He doesn’t seem to be in the best of health. Even if it looks as if he can soon take Tripoli, keep power in a Libya that lacks government institutions, and presumably bring the country some stability, how long is that stability likely to last?
Frederic Wehrey | Senior fellow in the Carnegie Middle East Program, author of The Burning Shores: Inside the Battle for the New Libya(Farrar, Straus and Giroux, 2018)
Khalifa Haftar’s aspirations to rule Libya may have received a symbolic boost after President Donald Trump called him on April 15 and effectively endorsed his offensive against the internationally-recognized government in Tripoli.
However, this may not translate into the sort of tangible benefits that Haftar expected. With their supply lines stretched, Haftar’s forces have run up against resistance.

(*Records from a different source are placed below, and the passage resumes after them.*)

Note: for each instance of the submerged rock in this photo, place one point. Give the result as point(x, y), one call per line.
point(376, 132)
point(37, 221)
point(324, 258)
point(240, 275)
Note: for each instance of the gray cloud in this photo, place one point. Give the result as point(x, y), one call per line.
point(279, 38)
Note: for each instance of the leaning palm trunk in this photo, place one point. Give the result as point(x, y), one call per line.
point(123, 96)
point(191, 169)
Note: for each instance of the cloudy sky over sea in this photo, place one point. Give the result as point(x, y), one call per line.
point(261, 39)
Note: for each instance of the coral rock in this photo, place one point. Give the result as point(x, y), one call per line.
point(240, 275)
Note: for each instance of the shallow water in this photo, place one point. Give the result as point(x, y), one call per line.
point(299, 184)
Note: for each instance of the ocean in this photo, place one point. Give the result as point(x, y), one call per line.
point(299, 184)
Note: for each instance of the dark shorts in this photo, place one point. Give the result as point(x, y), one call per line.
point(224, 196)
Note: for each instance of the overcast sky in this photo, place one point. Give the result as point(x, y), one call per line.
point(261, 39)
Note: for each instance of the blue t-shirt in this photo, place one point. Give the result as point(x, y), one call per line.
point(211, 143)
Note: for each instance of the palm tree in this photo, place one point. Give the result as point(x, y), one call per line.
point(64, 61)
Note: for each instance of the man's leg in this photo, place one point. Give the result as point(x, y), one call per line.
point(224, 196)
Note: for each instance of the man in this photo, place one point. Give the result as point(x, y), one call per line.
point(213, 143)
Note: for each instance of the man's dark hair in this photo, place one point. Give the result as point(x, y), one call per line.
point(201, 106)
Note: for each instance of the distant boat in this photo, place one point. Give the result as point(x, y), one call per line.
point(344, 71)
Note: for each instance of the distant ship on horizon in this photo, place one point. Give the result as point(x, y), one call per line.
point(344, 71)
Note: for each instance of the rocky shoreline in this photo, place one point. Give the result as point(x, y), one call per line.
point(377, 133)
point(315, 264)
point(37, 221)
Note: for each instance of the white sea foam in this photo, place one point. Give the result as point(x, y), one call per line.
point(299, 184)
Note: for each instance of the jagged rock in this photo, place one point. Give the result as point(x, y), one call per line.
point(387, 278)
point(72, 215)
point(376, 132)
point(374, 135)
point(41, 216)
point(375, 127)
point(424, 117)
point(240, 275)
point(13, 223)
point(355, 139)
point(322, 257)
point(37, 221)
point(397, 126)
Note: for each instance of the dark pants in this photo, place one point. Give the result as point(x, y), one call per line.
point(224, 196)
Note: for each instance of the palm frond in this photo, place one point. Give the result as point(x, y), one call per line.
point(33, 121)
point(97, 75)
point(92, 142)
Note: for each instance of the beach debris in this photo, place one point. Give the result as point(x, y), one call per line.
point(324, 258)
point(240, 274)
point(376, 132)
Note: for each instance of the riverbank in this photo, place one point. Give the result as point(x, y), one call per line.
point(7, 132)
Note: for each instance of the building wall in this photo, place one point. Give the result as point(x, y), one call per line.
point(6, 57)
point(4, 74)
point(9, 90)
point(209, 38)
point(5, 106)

Disparate Tripolitanian factions that might have once welcomed him in a power-sharing deal are now unified in fighting him.
In Haftar’s past battles in eastern and central Libya, assistance from France, the United Arab Emirates, and Egypt—in the form of precision airstrikes and intelligence support—were critical to his battlefield victories.
Trump’s statement makes it easier for these countries, particularly the UAE and Egypt, to intervene again. But even this aid may not be enough to overcome the armed opposition he faces or the demographic factors in western Libya that preclude him from establishing lasting control. If by some stretch he does assume power, he will face a prolonged insurgency.